Le FC Sion est reparti frustré de son long voyage en Azerbaïdjan. Et pour cause: dominateurs durant la majeure partie de la rencontre, les Sédunois n'ont pas réussi à venir à bout du BATE Borisov (1-1). «On n'a pas grillé nos chances de qualification», positivait Didier Tholot après la rencontre, lui qui a perdu Benjamin Kololli (gêne au mollet) durant l'échauffement et qui pouvait regretter un certain manque de réalisme dans les 30 derniers mètres pour expliquer ce nul (16 tirs à 6, 6 cadrés à 1).

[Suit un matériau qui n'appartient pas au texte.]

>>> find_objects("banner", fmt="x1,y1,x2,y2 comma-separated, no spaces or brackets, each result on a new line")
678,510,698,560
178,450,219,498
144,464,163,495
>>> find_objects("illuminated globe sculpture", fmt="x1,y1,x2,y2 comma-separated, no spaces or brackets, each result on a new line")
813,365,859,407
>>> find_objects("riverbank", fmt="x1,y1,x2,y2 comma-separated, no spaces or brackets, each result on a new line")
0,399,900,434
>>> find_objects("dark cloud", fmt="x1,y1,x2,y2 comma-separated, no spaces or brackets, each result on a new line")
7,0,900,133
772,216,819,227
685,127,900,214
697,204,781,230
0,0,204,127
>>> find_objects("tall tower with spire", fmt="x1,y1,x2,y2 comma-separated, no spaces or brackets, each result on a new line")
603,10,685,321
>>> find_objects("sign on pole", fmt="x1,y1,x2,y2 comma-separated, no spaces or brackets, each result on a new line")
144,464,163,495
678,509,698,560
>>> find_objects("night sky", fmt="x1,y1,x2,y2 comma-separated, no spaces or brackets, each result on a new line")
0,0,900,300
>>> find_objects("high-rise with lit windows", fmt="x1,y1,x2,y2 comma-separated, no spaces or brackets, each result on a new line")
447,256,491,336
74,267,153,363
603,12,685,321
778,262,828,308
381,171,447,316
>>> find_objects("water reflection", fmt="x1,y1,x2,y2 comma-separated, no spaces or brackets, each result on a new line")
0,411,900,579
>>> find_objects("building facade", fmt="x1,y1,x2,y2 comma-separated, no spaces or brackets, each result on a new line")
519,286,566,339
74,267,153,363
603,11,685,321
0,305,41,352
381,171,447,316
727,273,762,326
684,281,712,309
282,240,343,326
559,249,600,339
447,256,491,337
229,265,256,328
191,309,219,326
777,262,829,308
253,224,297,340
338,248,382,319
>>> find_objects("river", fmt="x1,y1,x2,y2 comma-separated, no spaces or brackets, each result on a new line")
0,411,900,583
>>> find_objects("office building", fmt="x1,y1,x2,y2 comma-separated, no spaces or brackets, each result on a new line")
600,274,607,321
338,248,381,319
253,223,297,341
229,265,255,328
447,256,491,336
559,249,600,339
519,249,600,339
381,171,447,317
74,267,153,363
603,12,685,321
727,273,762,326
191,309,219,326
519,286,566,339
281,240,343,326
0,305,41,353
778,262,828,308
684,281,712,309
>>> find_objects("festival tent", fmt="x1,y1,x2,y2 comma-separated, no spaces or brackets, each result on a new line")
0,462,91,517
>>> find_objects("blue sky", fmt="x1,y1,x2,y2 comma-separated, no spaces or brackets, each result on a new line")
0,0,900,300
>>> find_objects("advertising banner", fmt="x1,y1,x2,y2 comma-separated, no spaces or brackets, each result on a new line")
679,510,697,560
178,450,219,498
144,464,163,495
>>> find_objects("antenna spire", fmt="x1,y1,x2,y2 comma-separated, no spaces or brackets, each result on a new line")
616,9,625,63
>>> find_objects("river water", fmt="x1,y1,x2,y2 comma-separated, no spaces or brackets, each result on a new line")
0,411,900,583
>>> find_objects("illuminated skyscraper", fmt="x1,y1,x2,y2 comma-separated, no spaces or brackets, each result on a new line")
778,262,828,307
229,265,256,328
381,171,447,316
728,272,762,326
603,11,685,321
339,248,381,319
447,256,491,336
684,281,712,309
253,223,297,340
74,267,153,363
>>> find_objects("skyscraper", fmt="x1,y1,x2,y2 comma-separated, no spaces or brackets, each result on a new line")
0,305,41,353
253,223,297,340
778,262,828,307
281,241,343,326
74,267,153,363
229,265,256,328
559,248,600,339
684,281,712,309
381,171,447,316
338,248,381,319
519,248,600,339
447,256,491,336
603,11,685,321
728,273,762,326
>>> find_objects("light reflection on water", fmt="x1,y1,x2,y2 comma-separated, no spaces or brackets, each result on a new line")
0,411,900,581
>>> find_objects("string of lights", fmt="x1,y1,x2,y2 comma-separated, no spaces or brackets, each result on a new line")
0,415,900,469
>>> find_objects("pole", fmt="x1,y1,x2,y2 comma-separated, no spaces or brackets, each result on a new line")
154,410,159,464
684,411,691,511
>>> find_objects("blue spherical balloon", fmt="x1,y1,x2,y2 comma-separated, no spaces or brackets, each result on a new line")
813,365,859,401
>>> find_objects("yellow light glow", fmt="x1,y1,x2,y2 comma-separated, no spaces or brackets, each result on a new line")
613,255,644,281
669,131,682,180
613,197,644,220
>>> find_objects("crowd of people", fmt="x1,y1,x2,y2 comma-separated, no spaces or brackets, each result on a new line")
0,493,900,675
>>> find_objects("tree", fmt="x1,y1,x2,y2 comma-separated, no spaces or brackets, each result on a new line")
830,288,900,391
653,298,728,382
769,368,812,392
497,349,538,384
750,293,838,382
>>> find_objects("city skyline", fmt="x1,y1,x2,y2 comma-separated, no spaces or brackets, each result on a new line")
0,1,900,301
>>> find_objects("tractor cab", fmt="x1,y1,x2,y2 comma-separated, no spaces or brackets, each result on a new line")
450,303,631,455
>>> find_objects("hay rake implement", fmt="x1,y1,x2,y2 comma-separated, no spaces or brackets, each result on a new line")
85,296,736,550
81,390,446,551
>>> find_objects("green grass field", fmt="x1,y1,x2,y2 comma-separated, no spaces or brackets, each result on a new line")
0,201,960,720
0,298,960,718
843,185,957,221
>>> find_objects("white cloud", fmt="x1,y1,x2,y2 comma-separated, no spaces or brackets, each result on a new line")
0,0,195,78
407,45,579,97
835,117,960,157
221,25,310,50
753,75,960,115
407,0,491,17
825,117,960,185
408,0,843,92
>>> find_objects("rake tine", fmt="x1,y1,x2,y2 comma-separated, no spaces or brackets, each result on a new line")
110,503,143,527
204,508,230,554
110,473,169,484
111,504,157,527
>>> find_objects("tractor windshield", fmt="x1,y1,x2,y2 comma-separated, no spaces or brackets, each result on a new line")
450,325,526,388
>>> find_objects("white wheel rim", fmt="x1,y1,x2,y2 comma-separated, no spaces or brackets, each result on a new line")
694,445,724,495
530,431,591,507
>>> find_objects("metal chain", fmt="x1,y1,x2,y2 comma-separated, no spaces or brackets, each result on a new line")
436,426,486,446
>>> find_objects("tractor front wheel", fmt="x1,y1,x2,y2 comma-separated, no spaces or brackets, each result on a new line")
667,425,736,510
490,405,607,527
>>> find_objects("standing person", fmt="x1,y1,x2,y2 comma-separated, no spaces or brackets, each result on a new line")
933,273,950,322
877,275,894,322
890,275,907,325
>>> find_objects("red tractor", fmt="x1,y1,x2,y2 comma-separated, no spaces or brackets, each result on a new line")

«Je trouve qu'on fait une très bonne première mi-temps et on est mal payés à la pause. On est un peu plus en difficulté en deuxième, même s'ils n'ont pas vraiment eu d'occasions. On avait un peu moins de jus, un peu plus de déchet. Mais, sur l'ensemble des deux mi-temps, je pense qu'on se crée quatre ou cinq occasions par période. Il nous a manqué de la justesse, un peu de réussite et certainement un peu de peps ou de jus pour mettre le ballon au fond. Il faut continuer dans ce qu'on est en train de faire. On a, je crois, 66 ou 67 % de possession», détaillait-il, ajoutant avoir été gêné par une chose: le but encaissé. Forcément.
Stade vide et terrain compliqué
«Parce qu'on est en train de discuter une décision arbitrale et qu'on doit, sur ce plan-là, se replacer plus vite.» Ce qui n'a donc pas été le cas et Vladislav Varaksa, en plus de son talent, a pu en profiter pour ouvrir la marque contre le cours du jeu (16e). De quoi compliquer la tâche du FC Sion, déjà confronté à un bloc bas, en plus de devoir composer avec une ambiance étrange, dans un stade vide puisque huis clos, et une pelouse compliquée.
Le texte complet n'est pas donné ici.